Kedro dan Jupyter
Kedro dapat dikembangkan bersama dengan Jupyter Notebook, Jupyter Lab, dan IPython.
$ kedro jupyter notebook
$ kedro jupyter lab
$ kedro ipython
In [1]:
In [2]: exit()
Variabel Kedro
Kedro memungkinkan variabel berikut digunakan dalam Jupyter Notebook.
catalog
context
pipelines
session
Kita akan membuat proyek contoh untuk pandas-iris
dan memeriksa variabel-variabel di atas.
$ kedro new --starter=pandas-iris
$ cd iris
$ kedro jupyter notebook
Klik New
> Kedro (iris)
untuk membuat notebook baru.
catalog
catalog
memungkinkan Anda untuk mencari DataCatalog yang berisi parameter.
In [1]: catalog.list()
[
'example_iris_data',
'parameters',
'params:train_fraction',
'params:random_state',
'params:target_column'
]
In [2]: catalog.load("example_iris_data")
INFO Loading data from 'example_iris_data' (CSVDataSet)...
sepal_length sepal_width petal_length petal_width species
0 5.1 3.5 1.4 0.2 setosa
1 4.9 3.0 1.4 0.2 setosa
2 4.7 3.2 1.3 0.2 setosa
3 4.6 3.1 1.5 0.2 setosa
4 5.0 3.6 1.4 0.2 setosa
... ... ... ... ... ...
145 6.7 3.0 5.2 2.3 virginica
146 6.3 2.5 5.0 1.9 virginica
147 6.5 3.0 5.2 2.0 virginica
148 6.2 3.4 5.4 2.3 virginica
149 5.9 3.0 5.1 1.8 virginica
150 rows × 5 columns
In [3]: catalog.load("parameters")
INFO Loading data from 'parameters' (MemoryDataSet)...
{'train_fraction': 0.8, 'random_state': 3, 'target_column': 'species'}
context
context
menyediakan akses ke komponen pustaka kedro dan metadata proyek.

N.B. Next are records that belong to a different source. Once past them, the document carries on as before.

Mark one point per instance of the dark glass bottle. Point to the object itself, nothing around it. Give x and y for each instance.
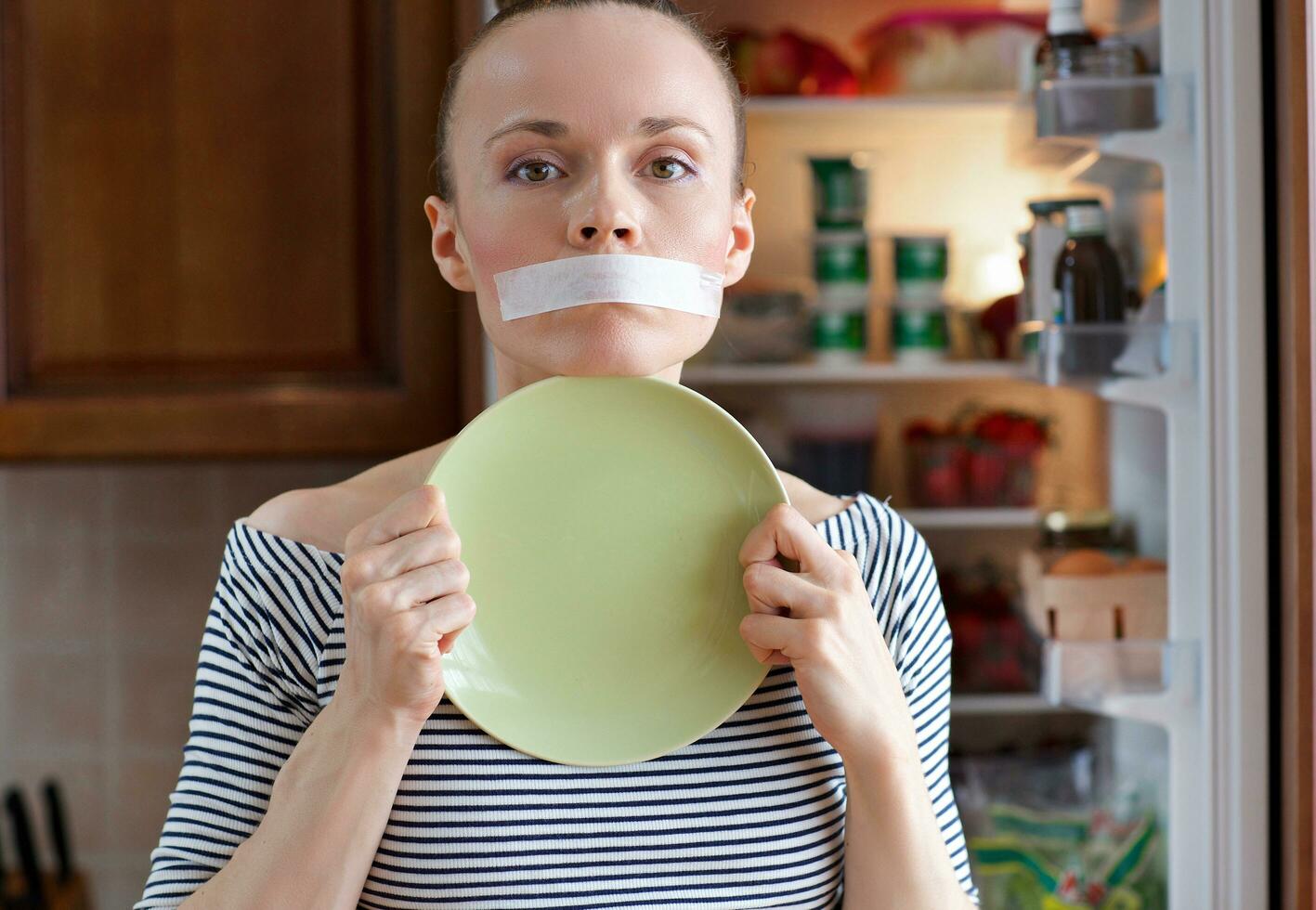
(1088, 290)
(1065, 28)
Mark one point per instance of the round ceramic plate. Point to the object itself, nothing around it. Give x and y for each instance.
(602, 520)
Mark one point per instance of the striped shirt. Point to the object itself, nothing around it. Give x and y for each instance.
(750, 815)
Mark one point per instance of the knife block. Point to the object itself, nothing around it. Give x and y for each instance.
(72, 894)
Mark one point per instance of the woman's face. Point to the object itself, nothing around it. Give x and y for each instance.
(602, 173)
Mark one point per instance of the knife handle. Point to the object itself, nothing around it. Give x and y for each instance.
(18, 809)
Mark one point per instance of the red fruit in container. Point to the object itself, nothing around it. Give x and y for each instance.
(968, 631)
(828, 74)
(993, 426)
(742, 47)
(987, 473)
(943, 486)
(782, 63)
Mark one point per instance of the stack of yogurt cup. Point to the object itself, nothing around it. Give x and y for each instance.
(919, 312)
(840, 261)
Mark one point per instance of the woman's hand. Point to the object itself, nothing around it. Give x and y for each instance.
(820, 621)
(404, 604)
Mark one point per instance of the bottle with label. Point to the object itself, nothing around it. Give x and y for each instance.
(1065, 29)
(919, 313)
(1088, 290)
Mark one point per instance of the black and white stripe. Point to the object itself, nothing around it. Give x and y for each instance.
(750, 815)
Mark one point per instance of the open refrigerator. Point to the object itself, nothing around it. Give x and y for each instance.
(1174, 442)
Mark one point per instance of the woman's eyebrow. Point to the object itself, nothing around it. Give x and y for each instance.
(555, 129)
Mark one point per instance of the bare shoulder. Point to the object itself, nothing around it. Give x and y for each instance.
(812, 502)
(322, 515)
(318, 515)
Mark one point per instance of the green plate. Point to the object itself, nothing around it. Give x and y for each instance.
(602, 520)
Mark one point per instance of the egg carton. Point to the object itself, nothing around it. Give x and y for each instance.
(1094, 607)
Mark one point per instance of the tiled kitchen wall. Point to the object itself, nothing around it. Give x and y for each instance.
(107, 572)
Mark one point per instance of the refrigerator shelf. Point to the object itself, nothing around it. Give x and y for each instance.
(1097, 106)
(1149, 680)
(697, 375)
(1151, 364)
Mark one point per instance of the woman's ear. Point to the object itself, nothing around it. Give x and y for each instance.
(444, 245)
(740, 242)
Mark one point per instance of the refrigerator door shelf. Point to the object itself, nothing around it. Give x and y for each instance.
(1152, 364)
(1094, 106)
(1146, 680)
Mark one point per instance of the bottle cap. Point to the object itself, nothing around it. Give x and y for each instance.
(1044, 207)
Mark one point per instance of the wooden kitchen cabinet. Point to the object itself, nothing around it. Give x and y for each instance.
(214, 230)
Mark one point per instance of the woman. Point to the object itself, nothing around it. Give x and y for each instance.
(324, 768)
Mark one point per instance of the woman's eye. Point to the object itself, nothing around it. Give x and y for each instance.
(666, 164)
(532, 168)
(537, 171)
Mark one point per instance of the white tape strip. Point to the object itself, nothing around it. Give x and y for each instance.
(608, 278)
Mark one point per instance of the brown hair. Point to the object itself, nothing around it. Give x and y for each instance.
(511, 9)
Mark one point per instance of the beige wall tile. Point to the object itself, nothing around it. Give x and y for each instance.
(59, 700)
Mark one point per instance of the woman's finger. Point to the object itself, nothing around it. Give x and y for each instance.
(766, 634)
(775, 592)
(786, 531)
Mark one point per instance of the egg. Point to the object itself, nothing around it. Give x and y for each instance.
(1083, 562)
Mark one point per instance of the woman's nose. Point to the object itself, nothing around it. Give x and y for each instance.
(606, 217)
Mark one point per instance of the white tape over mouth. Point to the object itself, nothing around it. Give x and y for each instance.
(608, 278)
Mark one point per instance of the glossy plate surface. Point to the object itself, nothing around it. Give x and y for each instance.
(602, 521)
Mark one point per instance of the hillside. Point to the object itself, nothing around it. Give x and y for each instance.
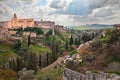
(101, 54)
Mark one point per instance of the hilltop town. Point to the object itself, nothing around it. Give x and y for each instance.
(47, 51)
(7, 28)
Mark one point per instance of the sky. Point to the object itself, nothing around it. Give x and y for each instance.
(63, 12)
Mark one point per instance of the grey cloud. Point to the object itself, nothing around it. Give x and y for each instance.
(58, 4)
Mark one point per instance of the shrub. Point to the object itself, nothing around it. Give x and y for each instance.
(8, 75)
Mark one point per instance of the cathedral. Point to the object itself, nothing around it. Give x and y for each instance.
(23, 23)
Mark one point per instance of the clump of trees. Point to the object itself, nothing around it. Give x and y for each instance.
(112, 35)
(37, 30)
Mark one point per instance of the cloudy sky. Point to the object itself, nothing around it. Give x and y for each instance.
(63, 12)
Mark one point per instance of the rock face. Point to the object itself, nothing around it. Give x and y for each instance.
(73, 75)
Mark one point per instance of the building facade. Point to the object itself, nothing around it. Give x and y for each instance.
(23, 23)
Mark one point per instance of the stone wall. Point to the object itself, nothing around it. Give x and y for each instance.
(73, 75)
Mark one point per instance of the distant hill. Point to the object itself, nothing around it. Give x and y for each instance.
(91, 26)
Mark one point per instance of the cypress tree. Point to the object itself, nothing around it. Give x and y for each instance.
(71, 40)
(66, 44)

In [4]: context.project_path
PosixPath('/Users/ryu/iris')
pipeline
Gunakan pipeline
untuk menampilkan pipeline yang terdaftar dalam proyek Anda.
In [5]: pipelines
{'__default__': Pipeline([
Node(split_data, ['example_iris_data', 'parameters'], ['X_train', 'X_test', 'y_train', 'y_test'], 'split'),
Node(make_predictions, ['X_train', 'X_test', 'y_train'], 'y_pred', 'make_predictions'),
Node(report_accuracy, ['y_pred', 'y_test'], None, 'report_accuracy')
])}
In [6]: pipelines["__default__"].all_outputs()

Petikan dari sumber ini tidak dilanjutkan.